Contentment

by - 9:16 PM

I finished reading Persuasion by Jane Austen tonight. Once again I am humbled by the outlook on life of another. A friend of Anne, our heroine, is in very dire straights (especially for a women in that day and time) never allows the situation to dampen her spirits. Mrs. Clay remains industrious with her hands, since she cannot travel as a cripple; and she also remains positive. (For those of you who have read the book, will realize what a stark difference this makes with most of the other characters that surround Anne, particularly her sister Mary.) Even more telling to me is that God is attributed as the giver of this most desired gift, a positive and happy, even a contented spirit.

It makes me quite ashamed when I lamment being ever so far from home, and allow such seemingly mild physical ailments, in comparison with Mrs. Clay, bring me down. I cannot believe the good patience of my husband in dealing with me. But please, rather read what Miss Austen has to say (in Volume II, Chapter V, or Chapter 17 depending on your volume)...

"She was a widow, and poor. Her husband had been extravagant; and at his death, about two years before, had left his affairs dreadfully involved. She had had difficulties of every sort to contend with, and in addition to these distresses, had been afflicted with a severe rheumatic fever, which finally settling in her legs, had made her for the present a cripple. She had come to Bath on that account, and was now in lodgings near the hot-baths, living in a very humble way, unable even to afford herself the comfort of a servant, and of course almost excluded from society.

...

Anne found in Mrs. Smith the good sense and agreeable manners which she had almost ventured to depend on, and a disposition to converse and be cheerful beyond her expectation. Neither the dissipations of the past--and she had lived very much in the world, nor the restrictions of the present; neither sickness nor sorrow seemed to have closed her heart or ruined her spirits.
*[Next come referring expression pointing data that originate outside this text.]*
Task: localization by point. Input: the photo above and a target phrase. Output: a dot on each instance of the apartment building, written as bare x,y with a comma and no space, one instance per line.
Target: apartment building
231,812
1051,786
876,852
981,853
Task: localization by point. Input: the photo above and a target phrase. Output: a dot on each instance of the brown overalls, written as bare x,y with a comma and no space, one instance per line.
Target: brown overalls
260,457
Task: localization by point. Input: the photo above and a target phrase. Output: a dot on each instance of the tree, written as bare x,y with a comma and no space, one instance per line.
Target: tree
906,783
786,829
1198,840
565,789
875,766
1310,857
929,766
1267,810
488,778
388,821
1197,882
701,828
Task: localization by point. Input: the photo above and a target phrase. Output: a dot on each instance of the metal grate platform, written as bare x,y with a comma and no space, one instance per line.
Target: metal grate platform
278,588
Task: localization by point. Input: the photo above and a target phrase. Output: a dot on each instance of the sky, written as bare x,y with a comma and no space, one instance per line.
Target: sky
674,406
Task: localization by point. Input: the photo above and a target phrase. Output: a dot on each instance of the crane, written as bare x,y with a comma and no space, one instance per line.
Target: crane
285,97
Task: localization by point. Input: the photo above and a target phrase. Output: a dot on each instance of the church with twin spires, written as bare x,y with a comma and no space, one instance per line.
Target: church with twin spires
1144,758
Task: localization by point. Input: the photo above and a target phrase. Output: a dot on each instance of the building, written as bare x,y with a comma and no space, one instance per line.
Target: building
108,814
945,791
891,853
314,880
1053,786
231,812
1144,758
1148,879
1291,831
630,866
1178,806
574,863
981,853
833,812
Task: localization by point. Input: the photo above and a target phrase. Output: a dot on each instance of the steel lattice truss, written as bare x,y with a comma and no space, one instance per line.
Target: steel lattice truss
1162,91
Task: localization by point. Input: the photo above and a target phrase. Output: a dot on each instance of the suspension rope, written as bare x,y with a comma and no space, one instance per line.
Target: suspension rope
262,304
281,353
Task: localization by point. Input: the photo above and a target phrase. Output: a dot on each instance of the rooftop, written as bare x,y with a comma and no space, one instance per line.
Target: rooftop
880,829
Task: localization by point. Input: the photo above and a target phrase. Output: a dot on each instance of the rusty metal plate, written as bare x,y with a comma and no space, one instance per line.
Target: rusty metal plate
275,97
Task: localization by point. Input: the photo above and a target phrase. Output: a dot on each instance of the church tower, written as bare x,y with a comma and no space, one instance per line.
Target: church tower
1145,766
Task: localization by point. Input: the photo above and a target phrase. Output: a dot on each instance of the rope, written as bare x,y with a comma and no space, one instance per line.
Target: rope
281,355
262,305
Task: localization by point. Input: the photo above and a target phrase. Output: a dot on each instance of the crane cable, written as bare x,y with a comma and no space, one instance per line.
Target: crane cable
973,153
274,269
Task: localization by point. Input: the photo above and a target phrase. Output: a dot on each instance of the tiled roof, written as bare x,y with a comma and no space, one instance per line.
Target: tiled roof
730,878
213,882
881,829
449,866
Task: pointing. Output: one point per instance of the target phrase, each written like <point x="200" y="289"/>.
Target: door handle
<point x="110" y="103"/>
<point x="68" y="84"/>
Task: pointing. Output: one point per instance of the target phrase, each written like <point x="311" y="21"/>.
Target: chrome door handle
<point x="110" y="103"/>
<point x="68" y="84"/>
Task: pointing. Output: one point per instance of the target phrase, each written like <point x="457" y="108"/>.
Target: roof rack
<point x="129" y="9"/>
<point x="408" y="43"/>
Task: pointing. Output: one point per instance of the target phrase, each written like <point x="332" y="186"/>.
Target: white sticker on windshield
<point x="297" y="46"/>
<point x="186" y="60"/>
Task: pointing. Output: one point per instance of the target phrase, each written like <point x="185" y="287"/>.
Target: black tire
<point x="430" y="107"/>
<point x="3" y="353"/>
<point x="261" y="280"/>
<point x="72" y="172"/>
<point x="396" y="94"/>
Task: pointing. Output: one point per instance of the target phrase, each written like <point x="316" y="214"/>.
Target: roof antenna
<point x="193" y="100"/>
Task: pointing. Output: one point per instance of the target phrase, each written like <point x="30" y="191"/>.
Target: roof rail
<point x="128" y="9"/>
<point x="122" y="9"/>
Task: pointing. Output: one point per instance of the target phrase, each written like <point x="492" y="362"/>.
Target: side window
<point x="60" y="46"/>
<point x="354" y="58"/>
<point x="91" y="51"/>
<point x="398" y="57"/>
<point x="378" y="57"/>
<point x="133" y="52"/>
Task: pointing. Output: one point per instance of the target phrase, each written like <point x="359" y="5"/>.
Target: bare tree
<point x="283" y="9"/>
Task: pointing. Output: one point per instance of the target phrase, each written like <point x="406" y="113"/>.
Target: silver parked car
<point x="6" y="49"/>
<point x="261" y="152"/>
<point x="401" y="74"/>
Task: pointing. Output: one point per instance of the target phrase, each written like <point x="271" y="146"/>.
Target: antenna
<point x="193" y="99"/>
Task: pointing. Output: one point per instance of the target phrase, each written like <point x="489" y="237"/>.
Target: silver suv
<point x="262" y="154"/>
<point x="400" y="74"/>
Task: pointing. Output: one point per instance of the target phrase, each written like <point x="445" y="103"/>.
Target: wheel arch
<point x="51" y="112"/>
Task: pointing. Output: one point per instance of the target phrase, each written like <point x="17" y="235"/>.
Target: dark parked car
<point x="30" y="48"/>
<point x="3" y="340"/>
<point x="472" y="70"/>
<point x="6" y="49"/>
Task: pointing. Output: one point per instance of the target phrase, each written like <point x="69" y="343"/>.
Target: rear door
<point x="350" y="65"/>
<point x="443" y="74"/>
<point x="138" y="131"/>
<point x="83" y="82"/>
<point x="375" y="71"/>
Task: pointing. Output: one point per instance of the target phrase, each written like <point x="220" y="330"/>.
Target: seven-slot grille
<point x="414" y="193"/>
In the course of a second visit she talked with great openness, and Anne's astonishment increased. She could scarcely imagine a more cheerless situation in itself than Mrs. Smith's. She had been very fond of her husband,--she had buried him. She had been used to affluence,--it was gone. She had no child to connect her with life and happiness again, no relations to assist in the arrangement of perplexed affairs, no health to make all the rest supportable. Her accommodations were limited to a noisy parlour, and a dark bed-room behind, with no possibility of moving from one to the other without assistance, which there was only one servant in the house to afford, and she never quitted the house but to be conveyed into the warm bath.--Yet, in spite of all this, Anne had reason to believe that she had moments only of languor and depression, to hours of occupation and enjoyment. How could it be?--She watched--observed--reflected--and finally determined that this was not a case of fortitude or of resignation only.--A submissive spirit might be patient, a strong understanding would supply resolution, but here was something more; here was that elasticity of mind, that disposition to be comforted, that power of turning readily from evil to good, and of finding employment which carried her out of herself, which was from Nature alone. It was the choicest gift of Heaven; and Anne viewed her friend as one of those instances in which, by a merciful appointment, it seems designed to counterbalance almost every other want."